J.R.R. Tolkien, een gezag in alles Germaans, nam de naam van deze reuzen en gaf hem aan wezens van zijn eigen verbeelding in The Lord of the Rings. Zijn Ents zijn goedaardige, rijzige wezens die al zo lang bomen hoeden dat ze er op zijn gaan lijken. Ze zijn allen mannelijk, want de zogeheten Entwives zijn al eeuwen zoek. En hoewel slaperig en traag beschikken ze over een geweldige kracht, die te meer blijkt wanneer ze de zuidermuren van het kwade bolwerk Isengard tot puin verpulveren, ten dele uit wraak voor het omhakken van zo vele van hun getakte vrienden.

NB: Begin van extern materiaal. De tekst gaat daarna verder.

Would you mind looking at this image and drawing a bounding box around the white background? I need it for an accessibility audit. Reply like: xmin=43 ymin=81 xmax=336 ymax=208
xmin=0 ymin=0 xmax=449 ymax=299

De echte enten van weleer hadden evenwel niets met bomen te maken. Ook de overeenkomst met Nederlands ent ‘overgezette loot’ is slechts toeval. Tolkien zelf schreef in 1955 in een brief aan de dichter W.H. Auden dat de entas van de Oudengelse overlevering een connexion with stone (‘verband met steen’) hebben. Dat is goed om te onthouden.

Bovenmenselijke kracht

Dat reuzen verantwoordelijk waren voor grote werken van steen was geen zeldzame gedachte in vroegere tijden. Volgens het 13e eeuwse verhaal Gylfaginning van de IJslandse geleerde Snorri Sturluson werd de godenwereld Ásgarðr van muren voorzien door een reus. Die versleepte hiervoor vele grjót ‘stenen’ en stór bjǫrg ‘grote rotsblokken’ met behulp van zijn hengst Svaðilfari, de latere vader van Óðins achtbenige ros Sleipnir.

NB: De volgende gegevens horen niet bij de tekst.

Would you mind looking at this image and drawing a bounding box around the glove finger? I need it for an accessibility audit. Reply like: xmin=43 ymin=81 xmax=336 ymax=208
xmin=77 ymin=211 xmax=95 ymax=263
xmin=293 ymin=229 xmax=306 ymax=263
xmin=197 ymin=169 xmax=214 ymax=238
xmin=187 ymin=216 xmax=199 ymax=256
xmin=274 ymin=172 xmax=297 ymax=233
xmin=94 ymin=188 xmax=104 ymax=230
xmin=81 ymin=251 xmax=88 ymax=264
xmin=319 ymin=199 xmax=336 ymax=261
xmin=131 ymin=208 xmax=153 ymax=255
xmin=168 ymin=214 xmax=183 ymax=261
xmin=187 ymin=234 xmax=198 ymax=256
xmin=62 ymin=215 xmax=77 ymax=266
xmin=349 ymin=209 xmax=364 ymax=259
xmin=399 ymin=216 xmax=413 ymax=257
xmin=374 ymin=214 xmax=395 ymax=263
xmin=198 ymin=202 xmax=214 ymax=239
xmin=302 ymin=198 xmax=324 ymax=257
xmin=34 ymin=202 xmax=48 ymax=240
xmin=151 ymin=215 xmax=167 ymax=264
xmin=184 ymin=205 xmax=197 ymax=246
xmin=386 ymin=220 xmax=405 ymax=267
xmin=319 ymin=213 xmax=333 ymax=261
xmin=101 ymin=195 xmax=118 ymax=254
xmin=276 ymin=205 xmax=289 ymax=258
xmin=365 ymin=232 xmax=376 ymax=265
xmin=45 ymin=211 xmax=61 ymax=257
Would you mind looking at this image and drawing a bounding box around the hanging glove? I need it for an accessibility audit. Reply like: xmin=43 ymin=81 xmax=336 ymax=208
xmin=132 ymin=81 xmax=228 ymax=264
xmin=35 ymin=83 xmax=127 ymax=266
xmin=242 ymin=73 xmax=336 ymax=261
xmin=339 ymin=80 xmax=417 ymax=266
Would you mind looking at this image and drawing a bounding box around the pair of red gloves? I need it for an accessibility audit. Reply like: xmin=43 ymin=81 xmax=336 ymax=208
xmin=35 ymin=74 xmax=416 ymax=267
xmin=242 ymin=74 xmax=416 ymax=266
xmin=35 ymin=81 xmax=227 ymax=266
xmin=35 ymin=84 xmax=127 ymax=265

Evenzo verzekert Saxo Grammaticus in zijn 12e eeuwse Gesta Danorum ‘Daden der Denen’ zijn lezers dat de Deense landen door reuzen zijn gevormd, getuigen de eximiē magnitūdinis saxa ‘stenen van uitzonderlijke omvang’ die op de grafheuvels en holen der ouden zijn bevestigd. (In Nederland noemen we dergelijke bouwsels hunebedden, waarin hune een oud, Saksisch woord voor ‘reus’ is.) Saxo wijst ook op de grote rotsblokken die bovenop sommige bergen liggen en die er alleen met bovenmenselijke kracht naartoe getild kunnen zijn. Wel geeft hij ruiterlijk toe dat de overlevering spaarzaam is omtrent het bestaan van zulke reuzen of uitzonderlijk sterke mannen sinds de zondvloed.

Enten elders

Hoewel er alleen in Engeland duidelijk bewijs is van een oude voorstelling omtrent entas als steenbouwende reuzen, lijken er wel sporen van de naam te vinden in de overlevering op het Germaanse vasteland. Met de kennis dat Germaans *-nt- zich in de regel ontwikkelde tot Hoogduits -nz-, konden woordkundigen al vroeg verband leggen met Oudhoogduits enz, enzi in eigennamen als Enzo, Enzi, Encibold (met c net als z voor /ts/), Enzinchint (met chint ‘kind’), Enziman en Enziwîb (met wîb ‘wijf, vrouw’). Die laatste samenstelling is opmerkelijk, want de rechtstreekse Duitse evenknie van Entwives, de naam die Tolkien gaf aan de verloren vrouwen van zijn boomachtige Ents. Gezien zijn uitzonderlijke geleerdheid en kennis op dit gebied kan dat geen toeval zijn.

Een aanwijzing dat Oudhoogduits enz, enzi inderdaad de evenknie van Oudengels ent was, en dus ook eenzelfde betekenis had, werd gegeven door de bekende Duitse taalkundige Jacob Grimm. Hij wees op het bestaan van Beiers Enz- in Enzmann, Enzkerl en Enzio, allen ‘reusachtige vent’. Daarnaast bestaat of bestond er in Beieren het bijvoeglijke naamwoord enzerisch, enterisch ‘reusachtig’. (Germaans *-nt- kon in het Hoogduits -nt- blijven wanneer er een r volgde, zoals in Winter. De vorm enzerisch heeft onder invloed van het grondwoord Enz alsnog een z.)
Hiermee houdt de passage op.